9 Mart 2009 Pazartesi

noterde masaya yatırılan türkiye

doğru-düzgün, küçük-büyük, donanımlı-deneysel sadece tiyatro sahnelenmek üzere inşa edilmiş herhangi bir tiyatro binası bulunmayan istanbul'umuzda, pera'nın yüksek tavanlı apartmanları geleneksel kalıplar dışında tiyatro yapan gruplara mekan oluyorlar. nejat eczacıbaşı'nın zamanında aya irini için "müzik festivallerinin doğal sponsoru" demesi gibi, pera'nın apartmanları da farklı işler yapan tiyatrocularımız için hazır oyun sergileme mekanları.
ve diğer şeyler topluluğu da galata'da bir apartman dairesinden bozma bir mekanda oyunlarını sahneliyor. bu sezonki oyunları "noter" geçtiğimiz mayıs'ta tiyatro festivali'nde prömiyer yaptı.
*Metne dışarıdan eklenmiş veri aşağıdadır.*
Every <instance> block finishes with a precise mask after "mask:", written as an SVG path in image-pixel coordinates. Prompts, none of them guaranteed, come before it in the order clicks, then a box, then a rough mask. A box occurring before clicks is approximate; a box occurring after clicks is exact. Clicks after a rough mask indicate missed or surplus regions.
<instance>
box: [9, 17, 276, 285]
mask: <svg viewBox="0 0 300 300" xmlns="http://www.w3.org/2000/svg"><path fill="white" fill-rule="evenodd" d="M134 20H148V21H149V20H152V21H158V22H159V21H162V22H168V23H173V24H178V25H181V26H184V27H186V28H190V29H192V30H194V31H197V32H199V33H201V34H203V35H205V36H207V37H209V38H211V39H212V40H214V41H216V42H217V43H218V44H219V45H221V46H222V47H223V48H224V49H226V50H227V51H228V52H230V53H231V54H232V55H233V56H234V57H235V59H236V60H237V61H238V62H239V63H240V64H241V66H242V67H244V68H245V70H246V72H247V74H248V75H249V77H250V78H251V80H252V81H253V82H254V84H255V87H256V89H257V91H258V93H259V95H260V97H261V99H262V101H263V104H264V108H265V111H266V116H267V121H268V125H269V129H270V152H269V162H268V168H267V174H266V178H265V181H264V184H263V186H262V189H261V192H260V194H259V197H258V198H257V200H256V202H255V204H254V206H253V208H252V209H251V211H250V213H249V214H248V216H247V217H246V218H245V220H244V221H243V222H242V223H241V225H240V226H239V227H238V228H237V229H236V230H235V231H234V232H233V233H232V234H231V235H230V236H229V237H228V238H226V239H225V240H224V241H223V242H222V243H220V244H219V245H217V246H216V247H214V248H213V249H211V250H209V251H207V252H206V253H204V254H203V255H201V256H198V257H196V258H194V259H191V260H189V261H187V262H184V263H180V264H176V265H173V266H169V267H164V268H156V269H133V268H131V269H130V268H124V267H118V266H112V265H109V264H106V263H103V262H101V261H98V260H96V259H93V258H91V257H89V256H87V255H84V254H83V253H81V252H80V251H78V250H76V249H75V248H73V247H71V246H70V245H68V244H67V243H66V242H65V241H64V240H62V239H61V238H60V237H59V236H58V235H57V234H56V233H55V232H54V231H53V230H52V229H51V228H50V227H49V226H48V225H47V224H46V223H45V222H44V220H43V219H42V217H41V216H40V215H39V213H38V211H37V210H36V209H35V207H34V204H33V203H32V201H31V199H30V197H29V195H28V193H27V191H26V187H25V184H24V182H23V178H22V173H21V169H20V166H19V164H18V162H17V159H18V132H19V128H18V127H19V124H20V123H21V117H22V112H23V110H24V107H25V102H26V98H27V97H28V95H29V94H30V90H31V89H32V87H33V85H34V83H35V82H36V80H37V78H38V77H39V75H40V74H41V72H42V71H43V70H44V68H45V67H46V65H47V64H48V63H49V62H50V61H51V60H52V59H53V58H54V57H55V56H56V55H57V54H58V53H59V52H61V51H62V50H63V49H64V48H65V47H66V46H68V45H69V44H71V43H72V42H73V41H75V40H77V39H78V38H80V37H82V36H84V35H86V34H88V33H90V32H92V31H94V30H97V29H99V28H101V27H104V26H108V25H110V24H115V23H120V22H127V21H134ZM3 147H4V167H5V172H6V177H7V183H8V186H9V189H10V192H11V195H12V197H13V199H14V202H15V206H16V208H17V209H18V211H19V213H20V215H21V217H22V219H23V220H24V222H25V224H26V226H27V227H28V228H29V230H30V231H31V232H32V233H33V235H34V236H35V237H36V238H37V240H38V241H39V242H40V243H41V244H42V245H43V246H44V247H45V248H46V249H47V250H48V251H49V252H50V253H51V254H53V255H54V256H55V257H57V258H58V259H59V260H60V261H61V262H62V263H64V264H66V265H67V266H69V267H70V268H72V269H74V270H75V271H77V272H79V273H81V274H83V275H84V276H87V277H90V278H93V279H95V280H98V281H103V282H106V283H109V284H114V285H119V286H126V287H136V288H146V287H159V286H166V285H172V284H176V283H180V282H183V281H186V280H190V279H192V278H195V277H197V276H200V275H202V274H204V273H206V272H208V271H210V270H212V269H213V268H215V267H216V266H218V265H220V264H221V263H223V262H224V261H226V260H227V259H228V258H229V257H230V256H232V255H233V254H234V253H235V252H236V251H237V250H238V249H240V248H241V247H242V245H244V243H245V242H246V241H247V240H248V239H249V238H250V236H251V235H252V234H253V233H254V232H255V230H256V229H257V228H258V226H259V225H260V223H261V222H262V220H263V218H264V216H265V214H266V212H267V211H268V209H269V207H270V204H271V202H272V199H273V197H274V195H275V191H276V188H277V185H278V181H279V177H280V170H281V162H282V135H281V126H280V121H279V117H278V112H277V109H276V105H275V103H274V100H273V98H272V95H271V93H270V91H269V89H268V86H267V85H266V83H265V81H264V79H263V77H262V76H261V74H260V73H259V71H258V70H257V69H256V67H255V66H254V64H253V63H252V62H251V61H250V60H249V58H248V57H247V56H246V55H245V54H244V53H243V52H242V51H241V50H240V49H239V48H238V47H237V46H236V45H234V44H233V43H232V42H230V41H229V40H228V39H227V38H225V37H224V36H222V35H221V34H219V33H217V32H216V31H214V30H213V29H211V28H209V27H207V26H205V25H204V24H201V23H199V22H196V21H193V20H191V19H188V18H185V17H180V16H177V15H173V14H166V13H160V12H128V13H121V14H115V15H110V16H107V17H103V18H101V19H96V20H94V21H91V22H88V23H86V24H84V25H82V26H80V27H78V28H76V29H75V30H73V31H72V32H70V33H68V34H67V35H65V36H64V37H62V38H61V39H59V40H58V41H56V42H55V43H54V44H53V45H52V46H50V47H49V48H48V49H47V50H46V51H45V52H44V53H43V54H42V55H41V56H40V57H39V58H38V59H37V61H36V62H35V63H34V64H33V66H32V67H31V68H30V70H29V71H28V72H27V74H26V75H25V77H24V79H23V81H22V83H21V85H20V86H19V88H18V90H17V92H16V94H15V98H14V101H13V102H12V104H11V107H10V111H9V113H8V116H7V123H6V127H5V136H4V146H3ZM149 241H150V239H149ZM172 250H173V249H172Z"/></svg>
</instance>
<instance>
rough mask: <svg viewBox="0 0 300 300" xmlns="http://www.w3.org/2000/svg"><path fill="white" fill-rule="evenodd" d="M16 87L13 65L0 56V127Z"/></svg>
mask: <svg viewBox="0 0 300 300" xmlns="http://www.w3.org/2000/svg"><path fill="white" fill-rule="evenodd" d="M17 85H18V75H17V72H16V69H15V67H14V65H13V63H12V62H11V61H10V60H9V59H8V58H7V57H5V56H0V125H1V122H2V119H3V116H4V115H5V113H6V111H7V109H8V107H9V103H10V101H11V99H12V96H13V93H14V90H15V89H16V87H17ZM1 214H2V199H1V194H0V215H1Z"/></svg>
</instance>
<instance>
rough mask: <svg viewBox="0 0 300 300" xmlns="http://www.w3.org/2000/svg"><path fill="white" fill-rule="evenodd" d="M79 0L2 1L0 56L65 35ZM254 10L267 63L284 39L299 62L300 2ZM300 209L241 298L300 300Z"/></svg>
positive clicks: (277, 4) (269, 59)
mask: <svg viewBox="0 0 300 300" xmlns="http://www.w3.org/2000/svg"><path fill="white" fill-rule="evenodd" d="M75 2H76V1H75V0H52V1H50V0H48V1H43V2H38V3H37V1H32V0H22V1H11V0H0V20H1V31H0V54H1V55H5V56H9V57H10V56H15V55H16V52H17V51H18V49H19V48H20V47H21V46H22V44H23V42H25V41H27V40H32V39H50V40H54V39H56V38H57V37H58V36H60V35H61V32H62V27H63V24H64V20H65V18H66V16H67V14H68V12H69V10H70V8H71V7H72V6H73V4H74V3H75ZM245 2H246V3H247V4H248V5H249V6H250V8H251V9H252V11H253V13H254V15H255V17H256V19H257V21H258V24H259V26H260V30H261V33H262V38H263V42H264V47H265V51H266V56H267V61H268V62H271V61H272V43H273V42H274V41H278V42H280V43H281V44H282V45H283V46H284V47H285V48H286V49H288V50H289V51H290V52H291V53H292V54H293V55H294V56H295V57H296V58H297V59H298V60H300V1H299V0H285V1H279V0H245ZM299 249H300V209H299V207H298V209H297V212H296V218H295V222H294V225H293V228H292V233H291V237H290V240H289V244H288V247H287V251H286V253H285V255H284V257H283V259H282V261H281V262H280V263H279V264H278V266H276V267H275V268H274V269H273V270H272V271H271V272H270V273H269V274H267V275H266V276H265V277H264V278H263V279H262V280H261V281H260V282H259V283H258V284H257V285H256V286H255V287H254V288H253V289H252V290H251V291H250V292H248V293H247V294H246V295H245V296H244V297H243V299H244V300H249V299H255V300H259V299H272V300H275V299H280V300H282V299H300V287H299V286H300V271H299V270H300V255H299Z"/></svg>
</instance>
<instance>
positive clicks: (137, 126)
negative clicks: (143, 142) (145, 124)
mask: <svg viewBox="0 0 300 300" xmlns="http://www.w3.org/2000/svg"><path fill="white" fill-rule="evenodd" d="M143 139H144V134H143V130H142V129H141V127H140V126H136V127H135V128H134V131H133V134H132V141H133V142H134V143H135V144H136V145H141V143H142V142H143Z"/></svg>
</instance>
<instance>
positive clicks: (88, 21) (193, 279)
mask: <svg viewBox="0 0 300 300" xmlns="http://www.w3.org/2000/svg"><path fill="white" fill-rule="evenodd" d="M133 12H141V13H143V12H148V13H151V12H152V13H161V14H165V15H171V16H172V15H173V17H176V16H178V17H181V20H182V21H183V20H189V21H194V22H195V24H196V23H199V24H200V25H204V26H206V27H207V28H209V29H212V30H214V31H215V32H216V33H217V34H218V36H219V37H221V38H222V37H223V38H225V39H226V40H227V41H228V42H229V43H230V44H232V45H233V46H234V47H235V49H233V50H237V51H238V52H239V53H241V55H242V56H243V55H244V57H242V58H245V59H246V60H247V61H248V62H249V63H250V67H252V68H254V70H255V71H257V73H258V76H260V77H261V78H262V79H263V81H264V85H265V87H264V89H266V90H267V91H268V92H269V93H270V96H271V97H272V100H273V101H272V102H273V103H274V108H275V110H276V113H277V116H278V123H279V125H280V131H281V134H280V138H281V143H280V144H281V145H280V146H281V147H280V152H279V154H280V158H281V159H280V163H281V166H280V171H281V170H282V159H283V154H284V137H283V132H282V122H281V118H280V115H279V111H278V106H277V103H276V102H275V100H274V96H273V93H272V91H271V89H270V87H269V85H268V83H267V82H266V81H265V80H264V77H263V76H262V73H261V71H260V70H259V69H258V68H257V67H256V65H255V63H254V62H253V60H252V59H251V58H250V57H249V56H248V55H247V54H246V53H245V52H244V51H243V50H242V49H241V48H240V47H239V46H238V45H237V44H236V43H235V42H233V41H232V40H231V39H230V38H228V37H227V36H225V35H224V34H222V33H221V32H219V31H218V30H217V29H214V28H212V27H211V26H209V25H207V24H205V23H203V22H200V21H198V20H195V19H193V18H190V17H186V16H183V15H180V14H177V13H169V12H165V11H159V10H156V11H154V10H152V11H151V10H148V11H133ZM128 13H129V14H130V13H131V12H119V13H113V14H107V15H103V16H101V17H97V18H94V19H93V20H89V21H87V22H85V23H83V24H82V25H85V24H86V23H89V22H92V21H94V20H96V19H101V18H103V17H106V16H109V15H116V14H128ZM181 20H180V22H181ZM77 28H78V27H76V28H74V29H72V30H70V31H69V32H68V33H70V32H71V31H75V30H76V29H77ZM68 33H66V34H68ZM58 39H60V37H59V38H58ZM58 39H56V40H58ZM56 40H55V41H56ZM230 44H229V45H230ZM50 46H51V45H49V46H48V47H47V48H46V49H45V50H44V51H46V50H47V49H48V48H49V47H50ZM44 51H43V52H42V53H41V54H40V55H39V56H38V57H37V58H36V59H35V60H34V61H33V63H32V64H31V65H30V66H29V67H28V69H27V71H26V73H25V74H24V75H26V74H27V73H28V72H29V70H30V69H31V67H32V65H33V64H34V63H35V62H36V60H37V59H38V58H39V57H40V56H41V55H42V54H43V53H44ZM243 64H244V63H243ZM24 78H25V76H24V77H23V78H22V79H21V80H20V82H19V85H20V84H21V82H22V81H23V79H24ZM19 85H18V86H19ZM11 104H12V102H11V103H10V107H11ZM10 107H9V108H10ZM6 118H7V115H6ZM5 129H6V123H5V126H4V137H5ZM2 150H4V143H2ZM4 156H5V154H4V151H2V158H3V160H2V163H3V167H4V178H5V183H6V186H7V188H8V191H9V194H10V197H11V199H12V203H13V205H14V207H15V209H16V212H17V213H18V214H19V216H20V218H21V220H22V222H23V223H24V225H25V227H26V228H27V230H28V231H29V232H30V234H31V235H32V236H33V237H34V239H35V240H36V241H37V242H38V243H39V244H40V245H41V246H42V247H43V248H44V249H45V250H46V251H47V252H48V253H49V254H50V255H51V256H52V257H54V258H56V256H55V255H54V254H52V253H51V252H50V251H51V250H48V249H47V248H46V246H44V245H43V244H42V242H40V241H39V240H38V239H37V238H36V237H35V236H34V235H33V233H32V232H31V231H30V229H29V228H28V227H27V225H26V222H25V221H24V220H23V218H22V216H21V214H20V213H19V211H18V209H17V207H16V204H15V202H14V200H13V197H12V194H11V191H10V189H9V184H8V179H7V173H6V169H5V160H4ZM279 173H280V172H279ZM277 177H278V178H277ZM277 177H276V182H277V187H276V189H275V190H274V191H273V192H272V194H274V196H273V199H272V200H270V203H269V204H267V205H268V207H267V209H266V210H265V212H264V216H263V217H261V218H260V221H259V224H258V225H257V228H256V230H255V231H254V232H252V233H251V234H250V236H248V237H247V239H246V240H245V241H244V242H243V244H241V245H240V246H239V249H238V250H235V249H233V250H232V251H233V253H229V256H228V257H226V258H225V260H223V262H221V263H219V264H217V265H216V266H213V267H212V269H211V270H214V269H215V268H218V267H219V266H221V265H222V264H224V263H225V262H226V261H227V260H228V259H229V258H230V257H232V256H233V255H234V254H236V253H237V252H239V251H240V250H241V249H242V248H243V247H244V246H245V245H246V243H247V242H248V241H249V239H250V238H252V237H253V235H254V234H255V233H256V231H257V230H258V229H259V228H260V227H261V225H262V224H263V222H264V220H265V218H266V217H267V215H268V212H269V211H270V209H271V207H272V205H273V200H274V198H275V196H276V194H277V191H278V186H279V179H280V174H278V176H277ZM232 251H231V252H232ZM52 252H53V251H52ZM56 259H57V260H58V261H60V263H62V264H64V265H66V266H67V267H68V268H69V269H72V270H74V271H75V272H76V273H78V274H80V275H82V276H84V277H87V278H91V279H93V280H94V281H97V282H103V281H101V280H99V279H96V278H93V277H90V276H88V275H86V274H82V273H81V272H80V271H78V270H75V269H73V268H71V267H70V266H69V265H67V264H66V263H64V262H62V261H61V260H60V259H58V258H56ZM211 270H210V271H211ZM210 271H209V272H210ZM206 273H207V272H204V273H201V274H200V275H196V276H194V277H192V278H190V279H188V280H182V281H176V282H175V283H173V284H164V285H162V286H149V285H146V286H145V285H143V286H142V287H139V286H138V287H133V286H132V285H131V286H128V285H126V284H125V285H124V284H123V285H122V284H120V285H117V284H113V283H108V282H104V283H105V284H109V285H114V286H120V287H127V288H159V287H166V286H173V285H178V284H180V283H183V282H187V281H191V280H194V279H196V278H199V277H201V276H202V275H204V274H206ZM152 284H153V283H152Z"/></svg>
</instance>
geceleri çalışan bir nöbetçi noter'deyiz; seyircilerin her biri noterde sıra bekleyen müşteriler. hatta noter mekanına girerken elinize bir sıra numarası tutuşturuluyor ve "şanslı" bir seyirci bir ara oyuna dahil oluyor. [bu akşam o şanslı seyirci tiyatro eleştirmeni üstün akmen'di, pek isabetli ve hoş bir tesadüf oldu!]
oyuna dahil olmanız için illa da sıra numaranızın okunması gerekmiyor, isterseniz elinizi kaldırıp uzaylı teyze'nin dağıttığı fotokopilerden alabiliyorsunuz ya da çaycı'dan çay, kahve, su isteyebiliyorsunuz.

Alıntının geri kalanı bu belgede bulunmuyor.